Gabriele Fava all’Inps, il nome che convince

Il Capo dello Stato, Sergio Mattarella, ha confermato l’indicazione del governo per la nuova presidenza dell’Inps. Il nuovo presidente è Gabriele Fava, avvocato giuslavorista con decenni di lavoro sul campo alle spalle, un nome di grande prestigio e credibilità, al tempo stesso uomo del dialogo e pragmatico. Quello che ci vuole in questo momento difficile, con l’equilibrio delle finanze pubbliche sempre più messe a rischio dal drammatico calo demografico e connesso invecchiamento della popolazione. I conti pubblici sono a rischio e molti fanno finta di non vederlo.

Gabriele Fava è una delle soluzioni avanzate dall’attuale esecutivo che suscita apprezzamento unanime e che ha fatto cogliere senz’altro come sia possibile ancora, in questo Paese, mettere la persona giusta al posto giusto. Lo si è capito ascoltando l’audizione del prof. Fava alle commissioni di Camera e Senato, in cui l’avvocato ha svolto un’analisi ampia e al contempo prospettica. Nella visione di Fava l’Inps non è immobile, ma diventa soggetto attivo, «piattaforma privilegiata del welfare, al servizio di tutte le organizzazioni che operano nel complesso e articolato sistema delle politiche sociali e previdenziali, un vero e proprio hub del welfare, una struttura che si ponga come interfaccia con i cittadini in tutte le prestazioni sociali e previdenziali, anche grazie alle opportunità del digitale». Senz’altro musica per le orecchie di Giorgia Meloni, Giancarlo Giorgetti, Luigi Sbarra, Alessandro Orsini, PierPaolo Bombardieri, Matteo Salvini, Antonio Tajani, Elly Schlein, Giuseppe Conte e di quanti si interessino del futuro dell’Italia. Di particolare significato l’attenzione mostrata da Gabriele Fava alle parti sociali, che si sposa modernamente nello sforzo, che certamente animerà la nuova Inps, per cercare di portare all’interno del mercato del lavoro il maggior numero di soggetti che oggi ne sono esclusi o che operano in contesti irregolari.

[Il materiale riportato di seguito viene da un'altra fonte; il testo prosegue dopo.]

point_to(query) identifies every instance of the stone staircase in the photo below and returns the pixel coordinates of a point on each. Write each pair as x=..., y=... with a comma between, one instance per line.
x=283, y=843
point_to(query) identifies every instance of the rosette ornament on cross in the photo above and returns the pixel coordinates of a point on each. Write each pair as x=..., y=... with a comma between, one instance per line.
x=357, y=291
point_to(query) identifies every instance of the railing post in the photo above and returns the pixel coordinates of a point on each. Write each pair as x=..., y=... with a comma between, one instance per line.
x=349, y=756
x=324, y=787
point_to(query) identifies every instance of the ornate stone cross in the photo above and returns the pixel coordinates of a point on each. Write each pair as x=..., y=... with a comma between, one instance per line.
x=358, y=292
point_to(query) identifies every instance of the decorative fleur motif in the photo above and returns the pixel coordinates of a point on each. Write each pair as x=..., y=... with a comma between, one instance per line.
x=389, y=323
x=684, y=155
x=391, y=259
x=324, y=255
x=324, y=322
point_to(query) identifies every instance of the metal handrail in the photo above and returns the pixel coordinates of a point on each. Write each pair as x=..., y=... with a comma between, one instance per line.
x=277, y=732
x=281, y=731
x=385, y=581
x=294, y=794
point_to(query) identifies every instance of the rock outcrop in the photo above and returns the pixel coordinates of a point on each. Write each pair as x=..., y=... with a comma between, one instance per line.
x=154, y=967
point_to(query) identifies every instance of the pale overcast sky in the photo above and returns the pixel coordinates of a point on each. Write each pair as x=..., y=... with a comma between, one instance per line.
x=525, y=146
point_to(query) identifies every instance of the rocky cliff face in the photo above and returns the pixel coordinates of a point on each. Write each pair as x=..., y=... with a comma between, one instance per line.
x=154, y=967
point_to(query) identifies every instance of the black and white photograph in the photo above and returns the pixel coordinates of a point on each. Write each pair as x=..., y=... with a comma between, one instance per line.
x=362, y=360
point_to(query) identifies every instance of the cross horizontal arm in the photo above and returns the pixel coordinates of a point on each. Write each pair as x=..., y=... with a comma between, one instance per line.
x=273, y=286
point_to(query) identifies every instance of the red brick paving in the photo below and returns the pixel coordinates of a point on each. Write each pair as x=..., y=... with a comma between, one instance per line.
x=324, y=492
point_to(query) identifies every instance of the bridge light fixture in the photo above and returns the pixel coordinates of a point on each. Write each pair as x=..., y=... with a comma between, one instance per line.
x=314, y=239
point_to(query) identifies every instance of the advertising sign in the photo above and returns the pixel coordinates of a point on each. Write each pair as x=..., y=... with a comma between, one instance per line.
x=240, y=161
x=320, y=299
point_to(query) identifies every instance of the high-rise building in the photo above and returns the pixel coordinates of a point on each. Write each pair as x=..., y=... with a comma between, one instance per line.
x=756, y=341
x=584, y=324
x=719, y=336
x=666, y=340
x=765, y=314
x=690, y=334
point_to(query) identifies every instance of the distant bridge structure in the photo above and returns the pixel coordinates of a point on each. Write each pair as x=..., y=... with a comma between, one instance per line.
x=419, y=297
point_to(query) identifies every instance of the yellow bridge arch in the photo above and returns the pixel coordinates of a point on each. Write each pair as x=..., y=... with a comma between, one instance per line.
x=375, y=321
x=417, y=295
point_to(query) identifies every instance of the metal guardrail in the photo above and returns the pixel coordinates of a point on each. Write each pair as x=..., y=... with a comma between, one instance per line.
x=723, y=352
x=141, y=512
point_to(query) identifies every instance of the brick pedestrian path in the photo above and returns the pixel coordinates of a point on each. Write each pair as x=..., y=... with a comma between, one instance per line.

Per Fava l’obiettivo del nuovo corso dell’Inps è supportare la trasformazione del nostro sistema di welfare da difensivo a generativo, cioè porsi in modo proattivo, comprendere a fondo le aspettative dell’utenza e farsene carico. La sfida più grande è sullo squilibrio demografico. Fino al 2050 crescerà verticalmente la popolazione over 65 e ciò dà da riflettere. Fava ha detto chiaramente che su questo occorrerà lavorare per invertire la tendenza, trovando le soluzioni migliori per rendere il sistema sostenibile e ciò è messo a rischio – come spiegato da Fava al Parlamento – dalla prospettiva demografica, che produrrà una mole crescente di prestazioni pensionistiche erogate, con un conseguente aumento della spesa (+5.6% nel 2025 rispetto al 2024). Sono cifre che fanno tremare i polsi e che dovrebbero indurre la classe politica a lavorare anche con una prospettiva di lungo periodo, che non conosca distinzioni appartenenza, per l’incentivazione della natalità, sia sul piano culturale che economico. Già oggi non si può non essere colpiti da un dato: gli over 80 assorbono il 30% della popolazione e sono in crescita. Per non parlare del fatto che la spesa pensionistica Inps incide del 26,2% sulla spesa pubblica e del 14,8% sul Pil. Di fronte a una sfida del genere, per certi versi così estrema, Gabriele Fava è il nome che convince.